Karena minuman ini sangat memabukkan maka tentu akan mempegaruhi pandangan
orang yang terlibat dalam upacara. Dalam berkembangan selanjuttnya Soma bukan
hanya disamakan sebagai kekuatan saja, tetapi kemudian menjadi personifikasi
dari bulan yang selanjutnya diidentikkan dengan dewa Waruna yang berkuasa di
sorga. Bulan adalah tempat cairan soma yang dianggap sacral dan kebeningannya
yang indah berkilau karena sinar sorga dianggap sebagai sari penting dari raja
langit.
Dewa penting setelah agni adalah Waruna atau Aditya, putra Adity, dewi
kebaikan. Berkat kerja Waruna maka langit, matahari, bulan dan bintang dalam
tata surya dapat bekerja dengan baik dan sebagaimana mestinya. Sungai-sungai
mengalir dan musim silih berganti selaras dengan cosmos (alam) lain oleh karena
itu dosa adalah menyalahi tata tertib cosmos, dan agar kembali normal perlu
dilakukan sesembahan kurban dan sesaji.[8]
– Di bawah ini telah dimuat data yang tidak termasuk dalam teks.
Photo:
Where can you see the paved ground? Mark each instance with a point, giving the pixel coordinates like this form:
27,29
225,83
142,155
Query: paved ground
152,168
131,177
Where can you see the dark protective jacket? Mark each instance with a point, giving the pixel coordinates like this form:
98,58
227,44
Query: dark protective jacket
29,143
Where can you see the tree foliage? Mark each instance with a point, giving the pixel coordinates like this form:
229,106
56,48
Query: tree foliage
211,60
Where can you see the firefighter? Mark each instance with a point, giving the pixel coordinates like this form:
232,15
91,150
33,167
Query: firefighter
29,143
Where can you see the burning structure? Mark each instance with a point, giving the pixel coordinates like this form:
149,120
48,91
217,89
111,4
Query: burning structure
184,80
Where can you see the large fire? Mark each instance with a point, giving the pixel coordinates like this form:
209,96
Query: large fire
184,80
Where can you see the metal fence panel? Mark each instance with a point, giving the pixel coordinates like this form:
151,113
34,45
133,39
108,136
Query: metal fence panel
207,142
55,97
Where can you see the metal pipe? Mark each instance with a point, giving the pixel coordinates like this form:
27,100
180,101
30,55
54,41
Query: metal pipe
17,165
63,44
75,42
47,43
Sesudah dewa Waruna, ada beberapa dewa lain yang masing-masing kurang jelas
urutan kepentingannya. Dewa-dewa tersebut adalah Surya (dewa matahari), Wisnu,
si kembar Aswin atau Nasatya (dewa alam pagi hari) yang
kemudian menjadi dewa kesehatan, Usas (dianggap sebagai dewa fajar), Merut
(dewa taufan dan angin rebut), Rudra (dewa taufan dan petir), Parjanya
(dewa hujan), dan Saraswati (dewa sungai yang kemudian dianggap
sebagai dewi ilmu pengetahuan). Dewa-dewa penting sebagai personifikasi
kekuatan alam adalah dewa Prajapati (penguasa alam dan segala makhluk), Wiswakarman
(dewa pencipta), Brhamanaspati atau Braspati (dewa
personifikasi pembuatan manusia alam sesaji), Widhatar (dewa guntur).
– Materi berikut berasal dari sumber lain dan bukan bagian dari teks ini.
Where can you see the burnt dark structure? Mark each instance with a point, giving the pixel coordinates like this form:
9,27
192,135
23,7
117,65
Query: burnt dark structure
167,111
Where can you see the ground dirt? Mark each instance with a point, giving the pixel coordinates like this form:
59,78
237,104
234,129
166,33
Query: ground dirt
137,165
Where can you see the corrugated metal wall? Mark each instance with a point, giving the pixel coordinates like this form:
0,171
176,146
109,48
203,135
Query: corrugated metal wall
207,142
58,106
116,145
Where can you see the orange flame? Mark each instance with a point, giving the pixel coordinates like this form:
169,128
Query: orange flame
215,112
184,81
Sekalipun dalam agama ini didapati banyak sekali dewa, namun ia tidak dapat
dikatakan politeistis karena ternyata dewa tertentu yang sedang dipuja selalu
dianggap sebagai dewa tertinggi yang memiliki segala kekuatan para dewa
yang lain. Dengan demikian yang ada hanya satu dewa tertinggi saja yang
memiliki kekuatan para dewa, yang namanya berganti-ganti. Oleh karena itu
barangkali lebih tepat kalau dikatakan sebagai kepercayaan henoteistik
(henoteisme). Max Miller juga menghindari istilah monoteisme atau politeisme
dalam ketuhanan agama Hindu. Ia menggunakan istilah “henoteisme” karena ada
kecenderungan melukiskan semua kekuatan pada tuhan tertentu dan utama yang ada
dalam pikiran para pemujanya. Selain dapat disebut sebagai kepercayaan yang
Lenoteistik, barang kali agama ini dapat pula disebut sebagai katenoteistik
(kathenotheism) karena dalam agama ini terdapat kecenderungan untuk memuliakan
dan mengagungkan hanya satu dewa yang maha tinggi yang diperlakukan sebagai
objek tunggal, akan tetapi dewa-dewa lain terhimpun kepadanya.
2.
Roh-Roh
(Jahat)
Menurut kepercayaan Weda kuno, selain para dewa masih ada
lagi roh-roh jahat. Roh jahat ada dua macam : yang tinggi kekuasaannya menjadi
musuh para dewa. Musuh Indra adalah roh jahat yang menguasai musim kemarau
(Wrta). Roh jahat yang kurang kekuasaanya adalah Raksa dan Pisaca (pemakan
bangkai). Raksa sering menampakkan diri sebagai manusia dan binatang. Ada lagi
roh “halus” seperti gandarwa, yaksa, bhuta, dan raksasa.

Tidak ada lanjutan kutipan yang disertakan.